La Lega ha inneggiato al Carroccio al Senato in occasione del voto che “rompe” definitivamente l’Italia. Esposto persino un drappo con il Leone di San marco. Sì, perché è la Lega secessionista a vincere con l’Autonomia differenziata. E bene hanno fatto quelli dell’opposizione ad intonare l’Inno di Mameli. Quell’inno che risale al 1847 quando la Penisola era divisa in decine di staterelli.
Quelli di Fratelli d’Italia, punti nel vivo, si sono alzati ed anch’essi si sono uniti al coro che faceva risuonare nell’aula del Senato il canto di chi ha donato la vita per raggiungere l’Unità nazionale. Le contraddizioni dell’animo umano. Un’incoerenza che non può essere perdonata.
L’Italia deve ritrovare davvero coesione. Venti dispersioni legislative, di spesa e d’indirizzo hanno aggravato le nostre condizioni.
L’Autonomia differenziata vuole dare ulteriori poteri alle Regioni. Mentre, invece, andrebbero loro ridotte, così come la capacità di spesa a piè di lista o offrire una miriadi di prestazioni diverse. A partire da quelle che hanno contribuito, e molto, ad affossare la nostra Sanità. E sorvoliamo sul sottopotere e sui grandi e piccoli scandali che hanno costellato la vita del sistema regionalizzato del Paese, a partire dalle dimenticate ruberie della formazione professionale ed altro.
La vera riforma delle Autonomie, quelle che abbiamo ricordato pochi giorni fa in occasione del centenario sturziano dell’Appello ai Liberi e forti, dovrebbe consistere nel puntare di più all’effettiva prossimità delle istituzioni con i cittadini e con i problemi quotidiani della gente. Quello che, purtroppo, per quel che riguarda le regioni, si è progressivamente perso mentre si è dilatate la spesa pubblica e accentuate le divisioni tra Nord e Sud e, persino, all’interno di molte regioni.
Brutta la pagina scritta ieri al Senato. In particolare per i “traditori” di quello spirito nazionale che dev’essere salvaguardato, invece, con intelligenza, efficacia e solidarietà.

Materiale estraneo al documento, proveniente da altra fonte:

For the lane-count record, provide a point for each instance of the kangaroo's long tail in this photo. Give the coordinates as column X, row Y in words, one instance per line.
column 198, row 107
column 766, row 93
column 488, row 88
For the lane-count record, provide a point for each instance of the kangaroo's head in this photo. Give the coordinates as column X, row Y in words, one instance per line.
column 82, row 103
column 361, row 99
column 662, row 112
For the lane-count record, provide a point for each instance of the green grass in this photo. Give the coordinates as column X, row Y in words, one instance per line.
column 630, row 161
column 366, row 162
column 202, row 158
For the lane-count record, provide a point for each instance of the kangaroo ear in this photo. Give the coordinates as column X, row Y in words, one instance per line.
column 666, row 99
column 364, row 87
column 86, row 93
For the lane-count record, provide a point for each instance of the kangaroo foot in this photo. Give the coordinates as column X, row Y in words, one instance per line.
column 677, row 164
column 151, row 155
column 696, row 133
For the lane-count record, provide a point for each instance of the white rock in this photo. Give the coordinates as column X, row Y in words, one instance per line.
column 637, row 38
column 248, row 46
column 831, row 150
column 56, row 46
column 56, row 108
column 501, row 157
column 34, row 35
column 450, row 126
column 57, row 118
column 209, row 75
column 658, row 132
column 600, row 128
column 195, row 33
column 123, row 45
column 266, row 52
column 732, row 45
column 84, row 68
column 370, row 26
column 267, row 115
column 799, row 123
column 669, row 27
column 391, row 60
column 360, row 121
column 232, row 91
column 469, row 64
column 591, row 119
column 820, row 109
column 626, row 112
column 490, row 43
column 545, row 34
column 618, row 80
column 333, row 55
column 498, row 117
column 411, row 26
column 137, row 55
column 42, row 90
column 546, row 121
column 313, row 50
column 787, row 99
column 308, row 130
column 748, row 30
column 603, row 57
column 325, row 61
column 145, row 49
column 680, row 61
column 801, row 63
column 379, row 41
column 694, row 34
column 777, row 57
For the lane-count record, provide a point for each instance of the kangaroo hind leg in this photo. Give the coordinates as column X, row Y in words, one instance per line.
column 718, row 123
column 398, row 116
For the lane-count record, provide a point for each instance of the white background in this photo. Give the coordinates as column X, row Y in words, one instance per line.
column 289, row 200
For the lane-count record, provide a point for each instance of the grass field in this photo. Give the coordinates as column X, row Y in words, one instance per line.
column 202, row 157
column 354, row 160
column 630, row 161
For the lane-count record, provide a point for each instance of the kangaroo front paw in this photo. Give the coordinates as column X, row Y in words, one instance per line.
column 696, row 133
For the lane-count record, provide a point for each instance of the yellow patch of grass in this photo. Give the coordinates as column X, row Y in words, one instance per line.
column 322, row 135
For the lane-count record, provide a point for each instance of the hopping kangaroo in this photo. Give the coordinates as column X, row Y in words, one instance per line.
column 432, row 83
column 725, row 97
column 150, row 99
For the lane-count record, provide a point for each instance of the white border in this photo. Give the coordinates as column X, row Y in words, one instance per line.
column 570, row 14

La speranza è che quegli ingenui elettori, soprattutto quelli del Meridione, che hanno creduto nel messaggio del partito di Giorgia Meloni, che da ieri, a maggior ragione, può essere definito gli “sfracelli d’Italia”, tocchino con mano le responsabilità che si sono assunti con un voto che oggi rivela quella che è la verità su chi si riempie la bocca con la NAZIONE e, poi, la distrugge.